The SIR itself became the campaign’s fault line. Chief Minister Mamata Banerjee’s ruling All India Trinamool Congress (TMC) had cried foul, alleging that the exercise led to targeted deletions of its minority votebank that could affect the poll outcome. The ruling Bharatiya Janata Party, by contrast, embraced the clean-up as a long overdue exercise and a much-needed purge of duplicates and illegal entries.


In Malda, officials tasked with verification faced severe intimidation, being held hostage without basic amenities while the bureaucracy and police, in thrall of the ruling TMC government, refused to act until nudged into action by the iron hand of the Supreme Court. In such cases, the SIR became a trial-by-fire of the Commission’s writ on the ground.


The high turnout is being read as a harbinger of change with both principal contenders – the TMC and the BJP - rushing to claim the numbers as vindication of their poll campaign. But regardless of the outcome, the turnout reflects public confidence in the act of voting. Reports suggest fewer instances of violence given West Bengal’s volatile reputation. Here, comparisons with India’s wealthier urban centres are instructive. One has seen that even in cities like Mumbai and Pune, with their superior infrastructure and access, such a high voter turnout is rare.
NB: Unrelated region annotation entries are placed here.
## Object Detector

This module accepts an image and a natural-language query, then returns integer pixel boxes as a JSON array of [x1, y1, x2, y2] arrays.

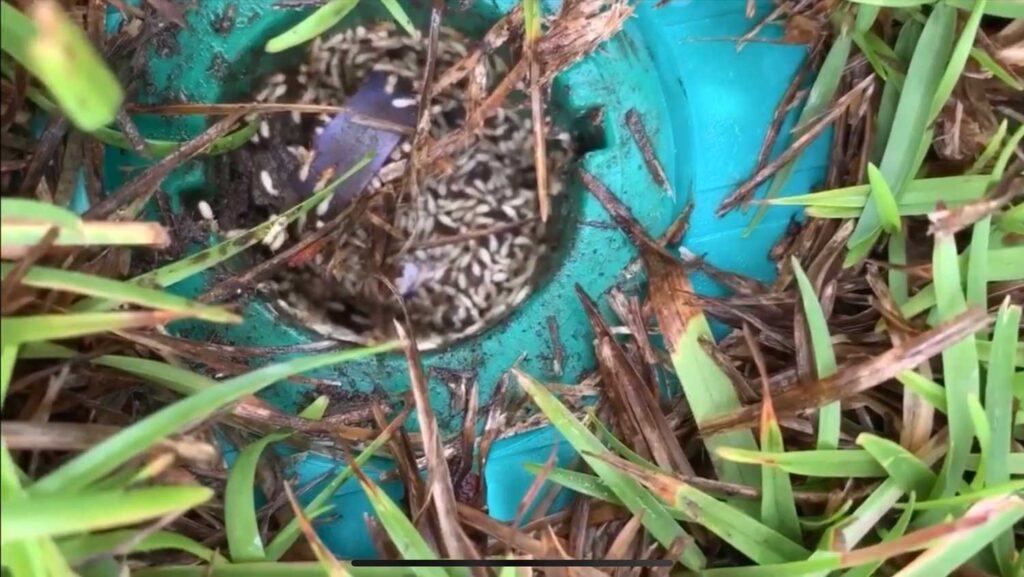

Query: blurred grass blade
[[0, 486, 213, 544], [984, 299, 1021, 575], [843, 493, 915, 577], [971, 47, 1024, 90], [967, 395, 991, 491], [845, 3, 956, 265], [265, 410, 409, 561], [718, 447, 886, 479], [945, 0, 1024, 19], [0, 0, 124, 131], [224, 397, 327, 563], [791, 257, 842, 449], [264, 0, 359, 52], [967, 215, 992, 308], [0, 344, 19, 408], [867, 163, 900, 233], [928, 0, 988, 124], [896, 495, 1024, 577], [378, 0, 416, 36], [761, 385, 802, 543], [0, 262, 242, 323], [57, 529, 217, 564], [22, 342, 220, 395], [0, 196, 82, 231], [857, 432, 935, 494], [0, 311, 188, 346], [896, 371, 946, 413], [602, 455, 810, 564], [743, 27, 853, 236], [30, 343, 394, 495], [896, 481, 1024, 510], [930, 232, 980, 498], [224, 432, 290, 563], [348, 462, 442, 577], [512, 369, 705, 571]]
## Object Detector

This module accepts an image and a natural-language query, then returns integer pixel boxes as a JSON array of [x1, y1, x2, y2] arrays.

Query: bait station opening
[[209, 23, 577, 348]]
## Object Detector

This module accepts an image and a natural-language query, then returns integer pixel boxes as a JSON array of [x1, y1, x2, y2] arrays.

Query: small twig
[[716, 74, 874, 216], [626, 109, 676, 199], [85, 112, 243, 219]]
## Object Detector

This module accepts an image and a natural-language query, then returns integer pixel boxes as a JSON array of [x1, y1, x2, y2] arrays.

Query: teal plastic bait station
[[108, 0, 827, 558]]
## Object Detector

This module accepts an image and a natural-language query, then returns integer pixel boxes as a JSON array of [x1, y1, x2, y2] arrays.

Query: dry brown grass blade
[[395, 322, 480, 560], [717, 75, 874, 215], [626, 109, 676, 198], [592, 313, 693, 475], [282, 479, 352, 577], [604, 512, 643, 559], [700, 308, 991, 435], [85, 112, 243, 219], [458, 503, 547, 558]]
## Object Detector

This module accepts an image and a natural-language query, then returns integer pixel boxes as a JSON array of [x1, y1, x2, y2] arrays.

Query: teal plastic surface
[[99, 0, 828, 558]]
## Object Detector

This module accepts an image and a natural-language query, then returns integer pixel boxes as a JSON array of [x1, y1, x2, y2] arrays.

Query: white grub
[[197, 200, 213, 220], [259, 170, 279, 197]]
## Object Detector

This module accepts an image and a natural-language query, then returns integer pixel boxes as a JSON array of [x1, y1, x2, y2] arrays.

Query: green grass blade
[[768, 174, 992, 212], [0, 311, 187, 346], [791, 258, 842, 450], [513, 369, 705, 571], [264, 0, 359, 52], [971, 47, 1024, 90], [587, 411, 657, 470], [349, 465, 442, 577], [846, 3, 956, 264], [867, 162, 900, 233], [900, 495, 1024, 577], [608, 457, 810, 564], [22, 342, 219, 395], [967, 395, 991, 490], [718, 447, 886, 479], [30, 343, 394, 495], [378, 0, 416, 35], [931, 234, 980, 498], [967, 215, 992, 308], [743, 24, 853, 236], [928, 0, 988, 124], [224, 432, 290, 563], [967, 116, 1007, 174], [984, 302, 1021, 575], [265, 417, 404, 561], [0, 196, 82, 230], [0, 344, 18, 408], [0, 1, 124, 131], [896, 371, 946, 413], [224, 396, 328, 563], [131, 562, 417, 577], [57, 529, 217, 564], [0, 262, 242, 323], [945, 0, 1024, 19], [0, 486, 213, 544], [857, 432, 935, 494], [843, 493, 914, 577], [757, 387, 802, 545]]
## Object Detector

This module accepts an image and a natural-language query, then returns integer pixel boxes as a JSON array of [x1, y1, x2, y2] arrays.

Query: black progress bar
[[351, 559, 675, 567]]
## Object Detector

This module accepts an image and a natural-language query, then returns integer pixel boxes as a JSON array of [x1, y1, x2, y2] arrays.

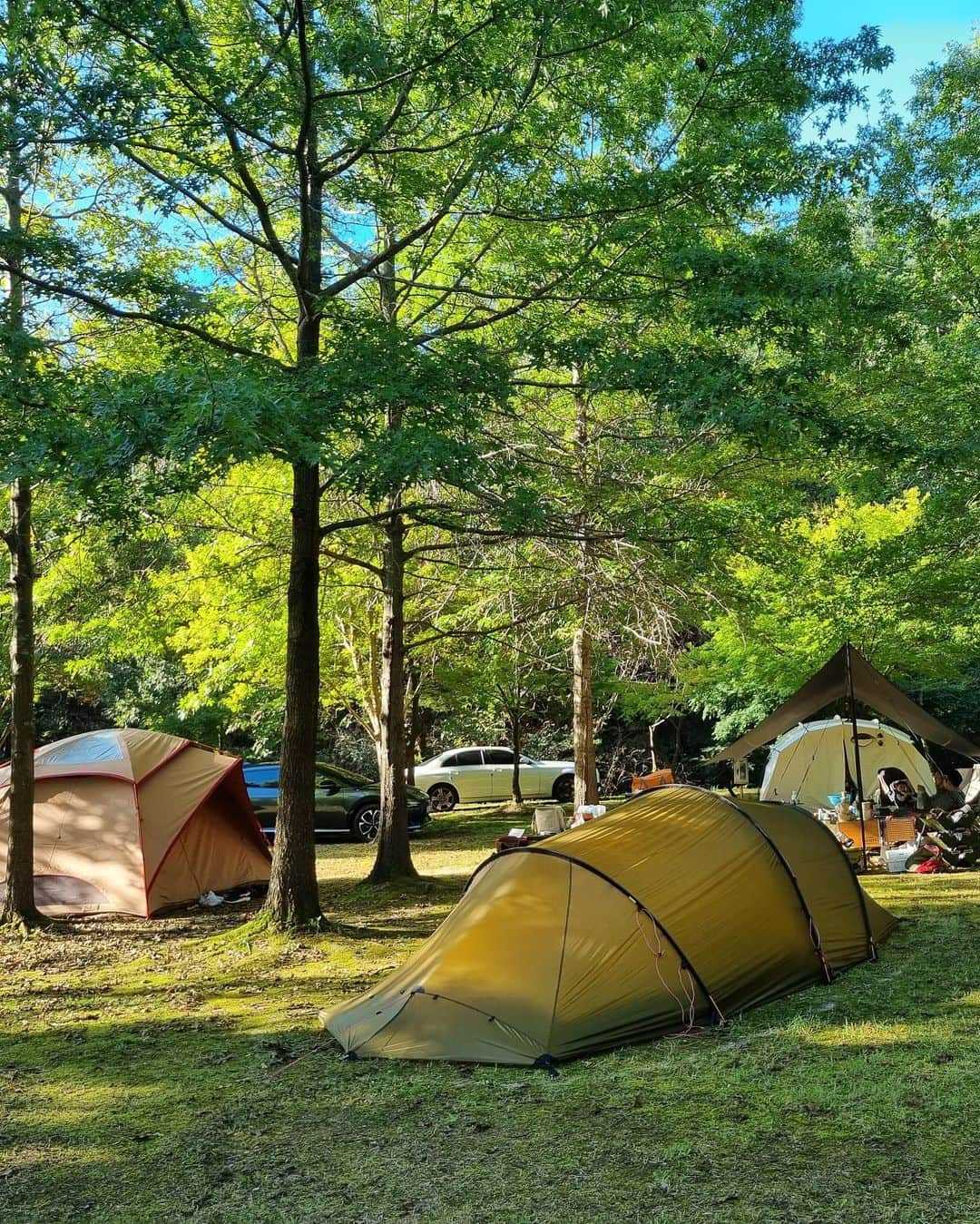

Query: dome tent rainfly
[[0, 727, 271, 916], [709, 641, 980, 763], [326, 786, 895, 1066]]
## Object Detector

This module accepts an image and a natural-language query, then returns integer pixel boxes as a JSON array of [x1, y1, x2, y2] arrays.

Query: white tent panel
[[759, 718, 934, 811]]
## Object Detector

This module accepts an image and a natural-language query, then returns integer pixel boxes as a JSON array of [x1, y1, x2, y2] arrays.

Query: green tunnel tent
[[709, 641, 980, 763], [326, 786, 896, 1065]]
The EC’s role in this deserves plaudits. Conducting elections in India is a logistical feat at the best of times. By pushing through the SIR despite all the controversies and run-ins with the TMC government, the EC showed steel. It wagered that a cleaner roll, even if contested, would enhance the legitimacy of the outcome. Phase 1 suggests that wager may yet pay off.


Democracies are judged not by the absence of controversy, but by their capacity to manage it without descending into chaos. On that count, Bengal’s first phase offers cautious optimism. A fiercely contested election has proceeded with relative calm while the SIR, far from derailing participation, saw millions queuing to cast their votes. It proves that even in an overheated political climate, institutions can still hold. For the Election Commission of India, often subject to vicious opposition criticism, this is no small achievement.